[Haskell-cafe] How to correctly benchmark code with Criterion?

Thu Oct 18 11:23:25 CEST 2012

Dear list,

during past few days I spent a lot of time trying to figure out how to write Criterion benchmarks, 
so that results don't get skewed by lazy evaluation. I want to benchmark different versions of an 
algorithm doing numerical computations on a vector. For that I need to create an input vector 
containing a few thousand elements. I decided to create random data, but that really doesn't 
matter - I could have as well use infinite lists instead of random ones.

My problem is that I am not certain if I am creating my benchmark correctly. I wrote a function 
that creates data like this:

dataBuild :: RandomGen g => g -> ([Double], [Double])
dataBuild gen = (take 6 $ randoms gen, take 2048 $ randoms gen)

And I create benchmark like this:

bench "Lists" $ nf L.benchThisFunction (L.dataBuild gen)

The question is how to generate data so that its evaluation won't be included in the benchmark. I 
already asked this question on StackOverflow ( 
http://stackoverflow.com/questions/12896235/how-to-create-data-for-criterion-benchmarks#comment17466915_12896235 ) 
and got answer to use evaluate + force.

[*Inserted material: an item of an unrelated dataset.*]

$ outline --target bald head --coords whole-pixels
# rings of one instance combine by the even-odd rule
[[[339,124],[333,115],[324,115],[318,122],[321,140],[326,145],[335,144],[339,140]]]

After spending one day on  testing this approach I came 
to conclusion that doing this does not seem to influence results of a benchmark in any way (I did 
stuf like unsagePerformIO + delayThread). On the other hand I looked into sources of criterion 
and I see that the benchmark code is run like this: evaluate (rnf (f x))
I am a Haskell newbie and perhaps don't interpret this correctly, but to me it looks as though 
criterion did not evaluate the possibly non-evaluated parameter x before running the benchmark, 
but instead evaluates the final result. Can someone provide an explanation on how this exactly 
works and how should I write my benchmarks so that results are correct?

Janek